Captains Courageous
by Rudyard Kipling
Chapter 1
The weather door of
the smoking-room had been left open to the North Atlantic fog, as the big liner
rolled and lifted, whistling to warn the fishing-fleet.
"That Cheyne
boy's the biggest nuisance aboard," said a man in a frieze overcoat,
shutting the door with a bang. "He isn't wanted here. He's too
fresh."
A white-haired German
reached for a sandwich, and grunted between bites: "I know der breed.

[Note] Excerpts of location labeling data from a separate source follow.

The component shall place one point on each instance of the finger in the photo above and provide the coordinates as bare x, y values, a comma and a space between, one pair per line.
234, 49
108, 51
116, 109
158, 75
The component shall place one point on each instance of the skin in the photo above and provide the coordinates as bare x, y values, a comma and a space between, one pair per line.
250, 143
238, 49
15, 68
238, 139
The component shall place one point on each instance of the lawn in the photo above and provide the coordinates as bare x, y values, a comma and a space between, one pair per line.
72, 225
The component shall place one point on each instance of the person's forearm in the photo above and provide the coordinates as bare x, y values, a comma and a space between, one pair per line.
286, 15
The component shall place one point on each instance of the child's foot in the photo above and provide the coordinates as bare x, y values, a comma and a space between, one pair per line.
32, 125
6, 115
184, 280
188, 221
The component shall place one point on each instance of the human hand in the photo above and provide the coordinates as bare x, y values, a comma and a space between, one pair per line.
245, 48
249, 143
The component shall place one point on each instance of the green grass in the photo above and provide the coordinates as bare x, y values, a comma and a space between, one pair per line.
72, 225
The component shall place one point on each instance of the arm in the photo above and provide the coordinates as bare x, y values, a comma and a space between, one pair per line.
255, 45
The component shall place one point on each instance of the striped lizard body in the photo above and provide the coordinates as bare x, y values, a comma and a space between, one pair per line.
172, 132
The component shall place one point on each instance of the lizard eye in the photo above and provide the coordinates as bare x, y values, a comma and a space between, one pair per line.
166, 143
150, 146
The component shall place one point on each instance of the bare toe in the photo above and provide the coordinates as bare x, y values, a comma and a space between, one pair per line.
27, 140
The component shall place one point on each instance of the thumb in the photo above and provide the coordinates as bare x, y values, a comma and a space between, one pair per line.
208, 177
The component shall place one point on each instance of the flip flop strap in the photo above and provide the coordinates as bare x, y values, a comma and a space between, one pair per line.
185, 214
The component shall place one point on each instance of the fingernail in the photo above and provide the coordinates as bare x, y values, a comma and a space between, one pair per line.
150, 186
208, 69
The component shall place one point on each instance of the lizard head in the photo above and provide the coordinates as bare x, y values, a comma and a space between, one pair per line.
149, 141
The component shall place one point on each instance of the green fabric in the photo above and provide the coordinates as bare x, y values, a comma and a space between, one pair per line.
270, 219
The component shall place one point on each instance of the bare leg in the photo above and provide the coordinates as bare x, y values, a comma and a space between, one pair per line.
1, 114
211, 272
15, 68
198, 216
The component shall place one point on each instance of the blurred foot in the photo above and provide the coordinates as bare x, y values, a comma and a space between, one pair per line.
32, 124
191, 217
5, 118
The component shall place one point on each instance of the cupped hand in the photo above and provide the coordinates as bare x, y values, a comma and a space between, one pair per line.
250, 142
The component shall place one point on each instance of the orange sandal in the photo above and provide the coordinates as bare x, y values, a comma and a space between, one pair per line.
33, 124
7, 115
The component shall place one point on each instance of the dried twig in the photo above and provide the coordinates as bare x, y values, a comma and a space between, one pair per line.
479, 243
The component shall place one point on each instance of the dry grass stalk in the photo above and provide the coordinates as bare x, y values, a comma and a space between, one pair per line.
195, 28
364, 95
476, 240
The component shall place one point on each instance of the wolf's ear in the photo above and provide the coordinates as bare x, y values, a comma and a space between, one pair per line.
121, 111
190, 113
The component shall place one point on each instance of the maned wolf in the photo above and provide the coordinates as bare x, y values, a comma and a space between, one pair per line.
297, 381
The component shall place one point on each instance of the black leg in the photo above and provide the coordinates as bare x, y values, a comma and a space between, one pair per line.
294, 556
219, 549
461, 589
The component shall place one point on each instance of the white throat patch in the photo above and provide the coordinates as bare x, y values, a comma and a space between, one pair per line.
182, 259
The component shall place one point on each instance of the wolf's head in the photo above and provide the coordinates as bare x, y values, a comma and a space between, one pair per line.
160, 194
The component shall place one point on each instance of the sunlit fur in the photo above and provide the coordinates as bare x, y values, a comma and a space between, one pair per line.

Ameriga is full of dot kind. I deli you you should imbort ropes' ends free
under your dariff."
"Pshaw! There
isn't any real harm to him. He's more to be pitied than anything," a man
from New York drawled, as he lay at full length along the cushions under the
wet skylight. "They've dragged him around from hotel to hotel ever since
he was a kid. I was talking to his mother this morning. She's a lovely lady,
but she don't pretend to manage him. He's going to Europe to finish his
education."
"Education isn't
begun yet." This was a Philadelphian, curled up in a corner. "That
boy gets two hundred a month pocket-money, he told me. He isn't sixteen
either."
"Railroads, his
father, aind't it'?" said the German.
"Yep. That and
mines and lumber and shipping. Built one place at San Diego, the old man has;
another at Los Angeles; owns half a dozen railroads, half the lumber on the
Pacific slope, and lets his wife spend the money," the Philadelphian went
on lazily. "The West don't suit her, she says. She just tracks around with
the boy and her nerves, trying to find out what'll amuse him, I guess. Florida,
Adirondacks, Lakewood, Hot Springs, New York, and round again. He isn't much
more than a second-hand hotel clerk now. When he's finished in Europe he'll be
a holy terror."
"What's the
matter with the old man attending to him personally'?" said a voice from
the frieze ulster.
"Old man's piling
up the rocks. 'Don't want to be disturbed, I guess. He'll find out his error a
few years from now. 'Pity, because there's a heap of good in the boy if you
could get at it."
"Mit a rope's
end; mit a rope's end!" growled the German.
Once more the door
banged, and a slight, slim-built boy perhaps fifteen years old, a half-smoked
cigarette hanging from one corner of his mouth, leaned in over the high
footway. His pasty yellow complexion did not show well on a person of his
years, and his look was a mixture of irresolution, bravado, and very cheap
smartness. He was dressed in a cherry-coloured blazer, knickerbockers, red
stockings, and bicycle shoes, with a red flannel cap at the back of the head.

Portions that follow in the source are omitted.